John Gabree, the author and former Newsday book reviewer who created Santa Monica's late L.A. (The Bookstore), writes a wide-ranging blog that he calls Impractical Proposals. He noted yesterday that the Santa Monica city libraries now offer free wi-fi.
Rodger Jacobs contributes a piece to Jeffrey Wells' site Hollywood Elsewhere on being haunted by the memory of the late actor and playwright Jason Miller. Jacobs posted a query on Craigslist some weeks back looking for friends of Miller's and anecdotes for a play he is writing.

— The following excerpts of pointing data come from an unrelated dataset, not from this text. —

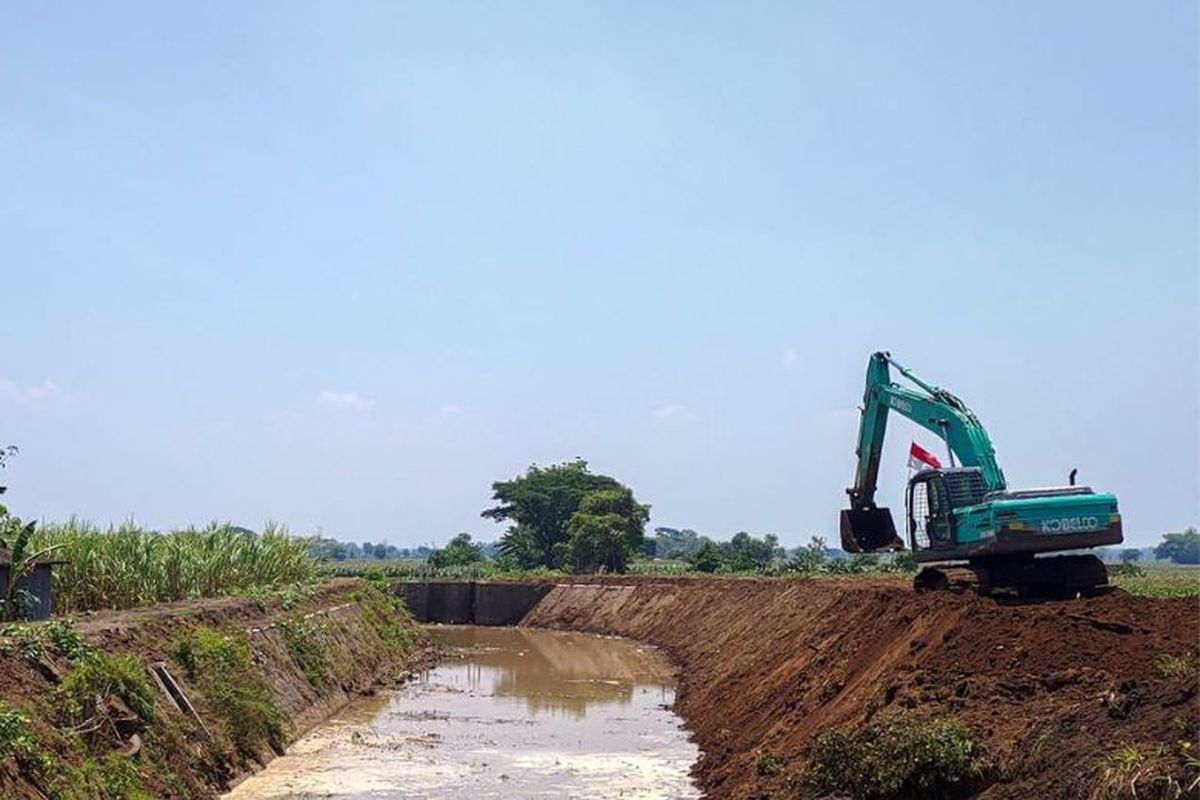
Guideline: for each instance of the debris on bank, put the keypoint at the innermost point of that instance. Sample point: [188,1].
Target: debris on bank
[184,699]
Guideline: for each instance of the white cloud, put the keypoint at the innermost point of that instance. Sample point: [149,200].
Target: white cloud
[673,413]
[791,361]
[343,401]
[31,395]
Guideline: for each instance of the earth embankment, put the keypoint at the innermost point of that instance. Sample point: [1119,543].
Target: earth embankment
[184,699]
[1053,690]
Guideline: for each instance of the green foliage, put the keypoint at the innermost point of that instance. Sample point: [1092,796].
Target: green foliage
[221,665]
[16,738]
[23,638]
[1177,666]
[768,765]
[540,505]
[387,613]
[809,559]
[460,552]
[606,531]
[747,553]
[1181,548]
[1157,579]
[101,674]
[63,635]
[17,537]
[672,543]
[708,558]
[303,641]
[899,758]
[129,566]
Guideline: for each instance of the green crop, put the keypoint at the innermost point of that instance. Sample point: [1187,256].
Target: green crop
[127,565]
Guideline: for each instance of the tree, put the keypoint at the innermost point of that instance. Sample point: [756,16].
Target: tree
[1181,548]
[606,531]
[540,505]
[673,543]
[460,552]
[707,558]
[745,553]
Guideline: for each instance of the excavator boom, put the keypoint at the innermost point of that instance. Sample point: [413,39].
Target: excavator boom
[966,512]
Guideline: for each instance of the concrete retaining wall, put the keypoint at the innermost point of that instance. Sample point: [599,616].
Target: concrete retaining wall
[465,602]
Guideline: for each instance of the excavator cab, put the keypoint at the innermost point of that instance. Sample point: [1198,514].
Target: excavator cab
[931,499]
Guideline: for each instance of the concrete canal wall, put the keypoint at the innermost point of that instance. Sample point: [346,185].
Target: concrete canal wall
[466,602]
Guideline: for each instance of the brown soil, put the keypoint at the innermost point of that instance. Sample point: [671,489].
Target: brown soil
[765,666]
[181,757]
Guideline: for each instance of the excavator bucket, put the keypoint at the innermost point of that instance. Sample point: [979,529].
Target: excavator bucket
[868,530]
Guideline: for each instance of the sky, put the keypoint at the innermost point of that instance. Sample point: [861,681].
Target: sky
[343,265]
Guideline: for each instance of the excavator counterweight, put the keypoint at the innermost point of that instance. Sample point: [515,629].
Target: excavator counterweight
[966,515]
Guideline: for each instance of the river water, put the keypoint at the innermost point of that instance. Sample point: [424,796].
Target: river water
[509,713]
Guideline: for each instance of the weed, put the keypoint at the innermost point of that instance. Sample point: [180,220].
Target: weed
[303,641]
[900,758]
[17,740]
[27,638]
[67,641]
[768,765]
[1176,666]
[220,663]
[101,675]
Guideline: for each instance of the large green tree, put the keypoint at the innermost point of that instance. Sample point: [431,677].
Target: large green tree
[540,506]
[460,552]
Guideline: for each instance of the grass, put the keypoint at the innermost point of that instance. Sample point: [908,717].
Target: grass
[1155,579]
[899,758]
[221,663]
[127,565]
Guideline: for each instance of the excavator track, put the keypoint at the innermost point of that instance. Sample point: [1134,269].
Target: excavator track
[1055,577]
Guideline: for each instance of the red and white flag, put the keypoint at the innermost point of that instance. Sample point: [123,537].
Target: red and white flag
[921,458]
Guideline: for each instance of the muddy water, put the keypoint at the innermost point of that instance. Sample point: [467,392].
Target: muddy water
[510,713]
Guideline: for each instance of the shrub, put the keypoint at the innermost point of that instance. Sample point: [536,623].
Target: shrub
[102,674]
[220,663]
[899,758]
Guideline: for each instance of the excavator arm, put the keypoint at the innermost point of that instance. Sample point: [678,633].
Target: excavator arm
[867,527]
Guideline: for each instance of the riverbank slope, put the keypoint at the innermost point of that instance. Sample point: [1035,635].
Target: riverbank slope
[183,699]
[1068,699]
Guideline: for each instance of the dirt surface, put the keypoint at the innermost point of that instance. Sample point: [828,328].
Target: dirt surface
[1051,689]
[178,755]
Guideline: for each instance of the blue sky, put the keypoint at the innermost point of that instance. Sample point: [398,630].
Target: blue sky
[342,265]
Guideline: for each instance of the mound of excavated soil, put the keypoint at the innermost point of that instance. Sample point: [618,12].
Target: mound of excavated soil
[765,666]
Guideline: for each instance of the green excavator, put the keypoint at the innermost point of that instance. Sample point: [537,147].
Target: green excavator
[964,523]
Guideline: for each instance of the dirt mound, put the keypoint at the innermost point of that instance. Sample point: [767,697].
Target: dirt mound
[83,714]
[1053,690]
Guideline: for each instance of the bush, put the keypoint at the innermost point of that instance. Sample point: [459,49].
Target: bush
[220,663]
[899,758]
[707,558]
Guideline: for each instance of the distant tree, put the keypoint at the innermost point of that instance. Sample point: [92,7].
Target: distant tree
[673,543]
[1131,554]
[460,552]
[707,558]
[606,531]
[745,552]
[541,504]
[1181,548]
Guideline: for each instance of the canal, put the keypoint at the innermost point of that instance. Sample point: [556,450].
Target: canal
[509,713]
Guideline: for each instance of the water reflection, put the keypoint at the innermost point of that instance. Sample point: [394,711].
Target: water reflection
[550,672]
[509,714]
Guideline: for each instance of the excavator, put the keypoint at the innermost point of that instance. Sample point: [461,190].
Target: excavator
[964,524]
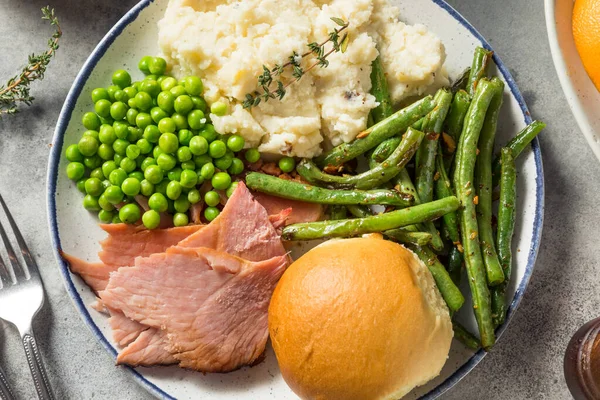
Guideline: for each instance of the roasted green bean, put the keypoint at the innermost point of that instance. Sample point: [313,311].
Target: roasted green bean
[376,223]
[372,178]
[506,228]
[465,190]
[313,194]
[394,125]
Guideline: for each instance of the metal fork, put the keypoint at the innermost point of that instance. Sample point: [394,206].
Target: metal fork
[20,300]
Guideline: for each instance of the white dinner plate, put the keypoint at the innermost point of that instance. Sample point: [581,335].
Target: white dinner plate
[76,231]
[582,95]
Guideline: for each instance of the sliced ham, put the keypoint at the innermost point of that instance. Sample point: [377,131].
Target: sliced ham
[301,211]
[212,305]
[241,229]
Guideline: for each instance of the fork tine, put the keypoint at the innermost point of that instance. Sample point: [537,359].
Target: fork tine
[17,269]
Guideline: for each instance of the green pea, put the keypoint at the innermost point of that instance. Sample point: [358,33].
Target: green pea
[121,78]
[111,91]
[130,91]
[153,174]
[114,194]
[235,143]
[157,151]
[142,120]
[252,155]
[93,186]
[188,179]
[151,219]
[91,121]
[91,133]
[168,83]
[143,101]
[184,136]
[168,142]
[117,176]
[210,213]
[73,154]
[211,198]
[131,186]
[134,134]
[102,108]
[133,151]
[237,167]
[146,188]
[177,91]
[198,145]
[196,119]
[194,196]
[221,180]
[130,213]
[209,133]
[147,162]
[166,162]
[180,219]
[174,174]
[152,134]
[104,203]
[158,202]
[166,101]
[90,203]
[231,189]
[157,114]
[81,185]
[92,162]
[88,146]
[224,162]
[287,164]
[180,121]
[167,125]
[157,65]
[128,165]
[151,87]
[193,85]
[207,171]
[106,152]
[201,160]
[107,134]
[108,167]
[99,94]
[118,110]
[144,145]
[121,96]
[199,104]
[120,146]
[131,115]
[143,65]
[218,108]
[217,149]
[75,170]
[105,216]
[183,104]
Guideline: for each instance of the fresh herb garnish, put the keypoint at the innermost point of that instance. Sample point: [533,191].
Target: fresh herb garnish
[266,79]
[16,90]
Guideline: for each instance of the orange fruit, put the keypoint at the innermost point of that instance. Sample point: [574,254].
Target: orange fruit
[586,31]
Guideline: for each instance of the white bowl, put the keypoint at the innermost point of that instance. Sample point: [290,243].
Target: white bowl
[76,231]
[582,95]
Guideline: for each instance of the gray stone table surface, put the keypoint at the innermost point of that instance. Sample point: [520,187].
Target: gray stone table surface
[526,364]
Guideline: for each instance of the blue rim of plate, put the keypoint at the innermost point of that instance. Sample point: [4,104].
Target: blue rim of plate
[57,145]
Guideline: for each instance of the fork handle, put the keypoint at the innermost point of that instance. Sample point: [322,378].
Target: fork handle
[34,358]
[5,392]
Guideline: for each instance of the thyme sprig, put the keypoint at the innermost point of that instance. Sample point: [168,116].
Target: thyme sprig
[16,90]
[266,80]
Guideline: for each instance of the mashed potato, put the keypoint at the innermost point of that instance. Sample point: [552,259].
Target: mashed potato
[227,42]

Lydia Millet has sold Oh Pure and Radiant Heart, about a pornographer with messianic delusions who spins wildly out of control in Los Angeles and mounts a PR campaign to make himself famous, to Soft Skull Press. Also in the deal is Everyone's Pretty, described in Publishers Lunch as "depicting the teleporting of three famous atomic scientists - Oppenheimer, Fermi and Leo Szilard - from the moment of the Trinity test on July 16th, 1945 to present-day Santa Fe, where they embark on a campaign to rid the world of nuclear weapons only to find that Christian evangelicals believe Oppenheimer to be the Second Coming."
Former L.A. Times reporter Laurie Becklund is helping Zaiab Salmi write The Pilot's Daughter, which sold to Gotham. Publishers Lunch says it's "the first woman's story from within the intimate circle in Iraq, by the founder of international aid organization Women for Women, about how one lives the abuse of power, from a man you call 'Uncle' (her father was pilot for Saddam Hussein)."
Israeli novelist Orly Castel-Bloom speaks about A Fragile Life: Terror and Satire in Contemporary Israel in a free Zócalo special event at Wilshire Boulevard Temple, Oct. 21 at 7 p.m.